Des témoins ont expliqué qu’une heure plus tard, les forces maliennes et des combattants de Wagner sont entrés dans le village à bord de trois pick-up et d’au moins un véhicule blindé. D’après les informations disponibles, les soldats ont affronté les combattants du GSIM et ont tué l’un d’eux, puis ont exécuté sommairement six civils peuls âgés de 35 à 63 ans.

« Pendant les combats, beaucoup d’entre nous ont fui, certains se sont cachés dans les rizières, d’autres ont sauté dans la rivière », a décrit un homme de 47 ans. « Les soldats ont ensuite pris le contrôle du village, … ont commencé à tuer des gens. Ils n’ont pas essayé de faire de distinction entre nous – ils nous considéraient tous comme des djihadistes. »

Un homme de 49 ans qui a perdu son frère dans l’attaque a indiqué qu’il avait fui Belidanédji lorsque le combattant du GSIM armé avait tiré le premier coup de feu, mais qu’il était revenu au village vers midi :

J’ai trouvé mon frère encore en vie, mais gravement blessé dans sa rizière.
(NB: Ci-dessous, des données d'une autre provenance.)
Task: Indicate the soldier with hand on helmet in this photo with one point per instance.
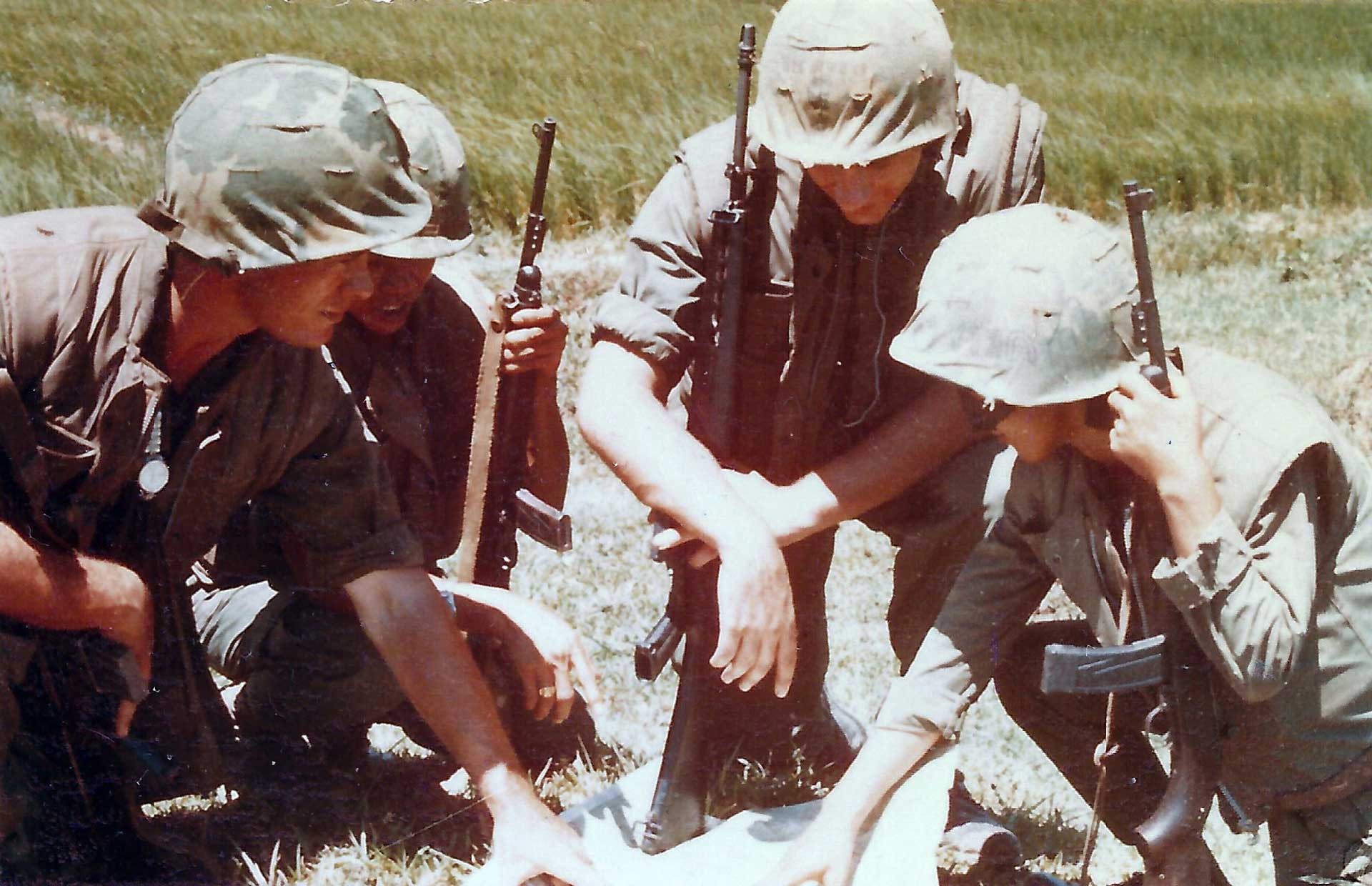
(156, 372)
(1254, 520)
(409, 356)
(868, 146)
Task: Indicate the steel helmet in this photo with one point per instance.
(438, 164)
(845, 84)
(1027, 307)
(277, 159)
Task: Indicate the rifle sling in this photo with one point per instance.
(479, 461)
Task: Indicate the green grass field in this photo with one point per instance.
(1218, 103)
(1251, 119)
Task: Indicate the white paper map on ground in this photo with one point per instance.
(898, 850)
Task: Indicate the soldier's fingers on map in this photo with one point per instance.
(566, 695)
(785, 664)
(1120, 402)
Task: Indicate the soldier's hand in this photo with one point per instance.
(529, 844)
(1154, 435)
(815, 857)
(549, 657)
(756, 614)
(534, 342)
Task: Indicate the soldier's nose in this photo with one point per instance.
(357, 284)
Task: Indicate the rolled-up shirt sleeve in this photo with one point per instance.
(988, 607)
(1249, 596)
(655, 310)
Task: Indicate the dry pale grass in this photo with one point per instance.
(1286, 289)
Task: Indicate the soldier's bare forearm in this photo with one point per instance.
(70, 592)
(416, 634)
(900, 453)
(622, 416)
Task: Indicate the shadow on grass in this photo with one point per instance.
(390, 812)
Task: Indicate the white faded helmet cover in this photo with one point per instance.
(438, 164)
(845, 83)
(1027, 307)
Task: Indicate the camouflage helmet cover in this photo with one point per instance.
(1027, 307)
(845, 83)
(438, 164)
(277, 159)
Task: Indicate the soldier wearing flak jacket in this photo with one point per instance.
(868, 147)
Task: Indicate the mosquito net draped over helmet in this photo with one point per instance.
(438, 165)
(1027, 307)
(277, 159)
(845, 84)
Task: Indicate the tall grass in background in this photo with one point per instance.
(1220, 103)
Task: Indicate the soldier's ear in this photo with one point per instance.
(1099, 414)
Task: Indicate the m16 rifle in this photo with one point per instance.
(678, 807)
(497, 499)
(1170, 660)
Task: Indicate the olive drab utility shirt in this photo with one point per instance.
(822, 298)
(83, 294)
(416, 392)
(1279, 596)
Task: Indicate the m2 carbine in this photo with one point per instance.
(1170, 660)
(678, 807)
(508, 505)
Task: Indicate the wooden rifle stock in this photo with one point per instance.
(1170, 844)
(512, 505)
(678, 807)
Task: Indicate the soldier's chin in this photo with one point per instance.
(382, 323)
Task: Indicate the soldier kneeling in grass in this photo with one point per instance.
(1252, 513)
(409, 356)
(158, 371)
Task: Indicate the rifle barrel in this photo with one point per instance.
(1148, 325)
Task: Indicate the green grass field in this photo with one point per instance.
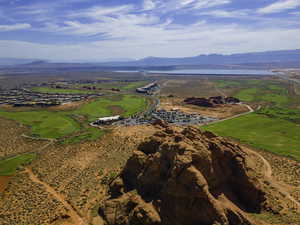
(8, 167)
(60, 90)
(276, 135)
(59, 124)
(130, 105)
(125, 86)
(45, 124)
(275, 128)
(263, 91)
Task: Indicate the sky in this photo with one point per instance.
(100, 30)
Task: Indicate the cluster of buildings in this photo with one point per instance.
(24, 97)
(106, 120)
(148, 89)
(180, 118)
(174, 117)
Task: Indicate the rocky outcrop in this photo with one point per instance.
(212, 101)
(184, 177)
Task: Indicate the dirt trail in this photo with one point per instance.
(269, 177)
(77, 219)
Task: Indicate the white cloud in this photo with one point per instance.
(18, 26)
(279, 6)
(226, 14)
(160, 40)
(149, 5)
(98, 11)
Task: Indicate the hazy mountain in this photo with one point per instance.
(267, 60)
(217, 59)
(15, 61)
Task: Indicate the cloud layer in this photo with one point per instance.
(78, 29)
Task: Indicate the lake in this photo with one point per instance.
(205, 72)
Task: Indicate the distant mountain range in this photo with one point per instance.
(217, 59)
(269, 59)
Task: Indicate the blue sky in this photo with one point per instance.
(96, 30)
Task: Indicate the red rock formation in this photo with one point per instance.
(184, 178)
(212, 101)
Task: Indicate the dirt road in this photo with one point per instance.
(77, 219)
(268, 176)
Il tenait sa main sur la blessure par balle qu’il avait à la poitrine. Sa main était couverte de sang. Des gens m’ont aidé à panser sa plaie et à l’évacuer vers l’hôpital de Diabaly sur ma moto. Mais il est mort deux jours plus tard.

L’homme de 47 ans a raconté qu’il s’était caché dans une rizière, qu’il avait été témoin d’une exécution sommaire et qu’il avait récupéré des corps :

Mon ami de 58 ans aussi se cachait ici, les militaires l’ont abattu. Ça s’est passé à moins de 100 mètres de là où j’étais. Les soldats l’ont vu, ils lui ont demandé de se mettre debout et de lever les mains, puis ils lui ont tiré dans la poitrine. … Lorsque les soldats sont partis, nous avons récupéré cinq cadavres [de civils] et avons aidé un homme gravement blessé. … Nous avons enterré deux hommes dans le cimetière du village le même jour. L’homme blessé est décédé après avoir été évacué à l’hôpital et les trois autres ont été enterrés par leurs proches dans des hameaux voisins.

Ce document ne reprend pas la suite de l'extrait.